リニア中央新幹線のトンネル工事再開へ JR東海「肌落ち事故」再発防止策取りまとめ



JR東海は12月27日、リニア中央新幹線の工事現場のうち瀬戸トンネル(岐阜県中津川市)で発生した崩落事故について、再発防止策を取りまとめたと発表した。

リニア中央新幹線の瀬戸トンネル。斜坑口(瀬戸非常口)から約70mの地点で事故が発生した。【画像:JR東海】

事故は10月27日19時20分頃、斜坑口(完成後の瀬戸非常口)から約70mの地点で発生。作業員が発破作業後の残薬の有無を点検するため切羽に近づいた際、切羽の左肩付近で岩石が崩落する「肌落ち」が発生し、作業員の足が岩で埋まった。

さらにその後、最初に肌落ちした場所の近くで地山の一部が落下し、作業員が岩の下敷きになり死亡。救出に向かった別の作業員も重傷を負った。これを受けてJR東海は、瀬戸トンネルを含む山岳トンネル13工区の掘削工事を中断した。

JR東海によると、発破作業指揮者を兼務する掘削等作業主任者の指示がないまま作業員が立入禁止範囲に入ったことや、切羽の常時監視が行われていなかったことなどが事故の原因として考えられるという。

瀬戸トンネル斜坑の事故発生現場。切羽の肌落ちと地山の一部落下で2人が死傷した。
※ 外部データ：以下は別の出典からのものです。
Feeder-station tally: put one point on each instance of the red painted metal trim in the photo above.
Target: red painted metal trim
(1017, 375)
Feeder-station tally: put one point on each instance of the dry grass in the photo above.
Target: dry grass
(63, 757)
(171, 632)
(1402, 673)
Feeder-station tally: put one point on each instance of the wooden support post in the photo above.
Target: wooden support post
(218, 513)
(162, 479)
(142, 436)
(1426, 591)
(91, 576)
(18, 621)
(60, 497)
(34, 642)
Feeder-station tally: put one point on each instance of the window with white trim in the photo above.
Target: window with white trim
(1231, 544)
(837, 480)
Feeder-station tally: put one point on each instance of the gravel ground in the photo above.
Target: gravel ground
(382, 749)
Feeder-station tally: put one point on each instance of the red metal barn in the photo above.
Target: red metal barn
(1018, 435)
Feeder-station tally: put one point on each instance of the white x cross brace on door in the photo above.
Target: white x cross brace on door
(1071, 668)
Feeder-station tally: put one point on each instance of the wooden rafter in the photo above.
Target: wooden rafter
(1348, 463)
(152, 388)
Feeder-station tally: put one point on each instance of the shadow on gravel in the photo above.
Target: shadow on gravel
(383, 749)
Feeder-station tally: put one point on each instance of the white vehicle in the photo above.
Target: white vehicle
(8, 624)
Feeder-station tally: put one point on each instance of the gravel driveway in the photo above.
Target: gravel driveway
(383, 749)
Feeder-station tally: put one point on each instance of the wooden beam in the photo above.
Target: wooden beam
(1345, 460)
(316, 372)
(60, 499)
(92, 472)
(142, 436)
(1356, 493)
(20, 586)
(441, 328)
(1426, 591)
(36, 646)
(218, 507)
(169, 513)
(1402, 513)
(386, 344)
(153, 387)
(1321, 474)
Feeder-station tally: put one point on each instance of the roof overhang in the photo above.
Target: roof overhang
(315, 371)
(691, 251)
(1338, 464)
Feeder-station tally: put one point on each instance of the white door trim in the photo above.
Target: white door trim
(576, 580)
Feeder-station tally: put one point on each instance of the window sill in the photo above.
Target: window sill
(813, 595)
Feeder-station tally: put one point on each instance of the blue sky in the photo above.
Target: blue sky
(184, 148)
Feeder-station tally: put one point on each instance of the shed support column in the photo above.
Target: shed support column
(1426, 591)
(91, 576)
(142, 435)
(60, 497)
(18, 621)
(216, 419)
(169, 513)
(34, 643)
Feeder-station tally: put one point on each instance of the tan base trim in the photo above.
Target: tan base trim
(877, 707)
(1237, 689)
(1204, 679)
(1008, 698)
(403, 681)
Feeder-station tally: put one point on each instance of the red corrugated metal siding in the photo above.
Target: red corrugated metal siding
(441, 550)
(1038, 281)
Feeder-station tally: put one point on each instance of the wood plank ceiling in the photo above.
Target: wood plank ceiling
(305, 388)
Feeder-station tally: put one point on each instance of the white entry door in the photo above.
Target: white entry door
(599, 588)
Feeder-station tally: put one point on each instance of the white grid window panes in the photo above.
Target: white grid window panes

【画像:JR東海】

再発防止策としては、切羽の立入禁止範囲を明確に定めて作業員に周知することや、やむを得ず作業員が立入禁止範囲に立ち入る場合は切羽の浮石を十分に落とし、残薬付近を除いて吹付けコンクリートを施工することなどを挙げた。

再発防止策などは岐阜県と沿線の市町に報告済み。JR東海は岐阜県が報告内容を確認したあとに工事を再開する予定としている。